The past month has been rough for muni bond funds: Morningstar's intermediate municipal bond category lost 2 percent during that period as skittish investors pulled more than $7 billion out of all muni bond funds, according to the Investment Company Institute. Many cities and states are faced with rising budget deficits, and that has investors worried that some of them could default on their debt.

Those same concerns have pushed up muni bond yields, making them more attractive for different types of investors. Historically, muni bond funds have been primarily used by wealthy investors who purchase the bonds because they're able to take advantage of accompanying tax benefits. (Munis can be free from local, state, and federal taxes, depending on whether you're investing in bonds in your home state.) The downside is that munis typically yield much less than treasury bonds, so the bonds aren't beneficial for most investors in lower tax brackets because they don't generate as much income. That's changed as the U.S. economy continues to slog through a long stint of slow growth.

[See top-rated funds by category ranked by U.S. News Score.]

"Now, when yields are above treasuries and the taxable market overall, it can be a good deal for a much wider group of investors," says Miriam Sjoblom, Morningstar's associate director of fund analysis. "In general, this means you're getting this sort of tax-exemption kind of for free, so it's even more valuable when the yields are above treasury yields." She also attributes a lot of the recent volatility to an excess amount of supply (there have been a great deal of issuances in recent weeks.)

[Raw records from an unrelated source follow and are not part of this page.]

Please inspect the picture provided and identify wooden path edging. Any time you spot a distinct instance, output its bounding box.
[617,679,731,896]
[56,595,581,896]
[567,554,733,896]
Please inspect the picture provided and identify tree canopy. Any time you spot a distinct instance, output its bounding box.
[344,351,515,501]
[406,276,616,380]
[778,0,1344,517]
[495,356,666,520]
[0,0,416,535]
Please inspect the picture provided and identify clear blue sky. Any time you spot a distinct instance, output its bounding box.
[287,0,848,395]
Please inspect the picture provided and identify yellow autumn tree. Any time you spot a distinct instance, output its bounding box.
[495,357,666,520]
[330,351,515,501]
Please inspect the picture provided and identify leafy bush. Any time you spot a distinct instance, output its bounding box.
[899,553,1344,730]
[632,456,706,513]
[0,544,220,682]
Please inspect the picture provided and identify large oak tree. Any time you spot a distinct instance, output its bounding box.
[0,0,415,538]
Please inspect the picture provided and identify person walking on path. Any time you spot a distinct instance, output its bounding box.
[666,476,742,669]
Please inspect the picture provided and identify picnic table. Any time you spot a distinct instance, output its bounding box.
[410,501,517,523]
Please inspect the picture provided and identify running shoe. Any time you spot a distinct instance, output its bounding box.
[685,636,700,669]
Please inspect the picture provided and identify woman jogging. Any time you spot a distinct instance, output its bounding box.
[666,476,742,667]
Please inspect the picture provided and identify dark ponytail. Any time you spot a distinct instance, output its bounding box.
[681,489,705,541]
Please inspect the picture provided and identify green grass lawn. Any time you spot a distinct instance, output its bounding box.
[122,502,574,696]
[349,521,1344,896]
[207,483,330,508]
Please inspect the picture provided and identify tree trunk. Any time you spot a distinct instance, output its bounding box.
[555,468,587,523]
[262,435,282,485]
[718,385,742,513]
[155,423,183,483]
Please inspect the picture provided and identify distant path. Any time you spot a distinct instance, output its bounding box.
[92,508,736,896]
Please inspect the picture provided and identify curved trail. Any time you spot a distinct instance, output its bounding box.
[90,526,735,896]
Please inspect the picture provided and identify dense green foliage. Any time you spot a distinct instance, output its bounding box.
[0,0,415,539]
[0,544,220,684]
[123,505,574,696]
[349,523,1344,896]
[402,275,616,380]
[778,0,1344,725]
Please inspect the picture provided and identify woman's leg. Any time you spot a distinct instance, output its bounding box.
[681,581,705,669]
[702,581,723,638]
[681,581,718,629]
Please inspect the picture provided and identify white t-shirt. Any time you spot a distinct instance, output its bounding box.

Investors can buy individual muni bonds, state-specific bond funds, or national muni bond funds, which hold bonds from throughout the country. The more diversified your holdings, the less vulnerable you are to a hiccup in a single bond or single area of the country, Sjoblom says.

With that in mind, here are U.S. News's best intermediate municipal bond funds for the long term (these funds are generally free from federal taxes and come with average durations of 4.5 to seven years.)

[See How to Play It Safe With Muni Bonds.]

American Century Intemediate-Term Tax-Free Bond (symbol TWTIX). Manager Steve Permut generally sticks to high-quality bonds. But currently, the fund holds some lower-quality issues because he believes they're undervalued. Permut's fairly conservative strategy has translated into steady performance over time. The fund generally doesn't lead in the rallies or lag in the downturns. Over the past 10 years, the fund has returned an annualized 5 percent. It yields 2.2 percent and charges annual fees of only 0.48 percent.

Marshall Intermediate Tax-Free (MITFX). This fund differentiated itself from the pack in 2008 by finishing in positive territory while two-thirds of its peers lost money. Management is known for its cautious approach, and it recently diversified the fund into more holdings out of concern about credit trouble in the municipal bond market. Over the past 10 years, the fund has returned an annualized 5 percent. It yields 2.7 percent, and levies annual fees of 0.55 percent.

Invesco Tax-Free Intermediate (AITFX). Management sticks to high-quality bonds. "What we're trying to do is complement riskier investments that other people have," says co-manager Richard Berry. He aims to keep the fund's average duration below the average of its peer group, which makes the fund less vulnerable to interest-rate hikes. The fund has returned an annualized 5 percent over the past 10 years. It yields 1.9 percent and charges annual fees of 0.38 percent.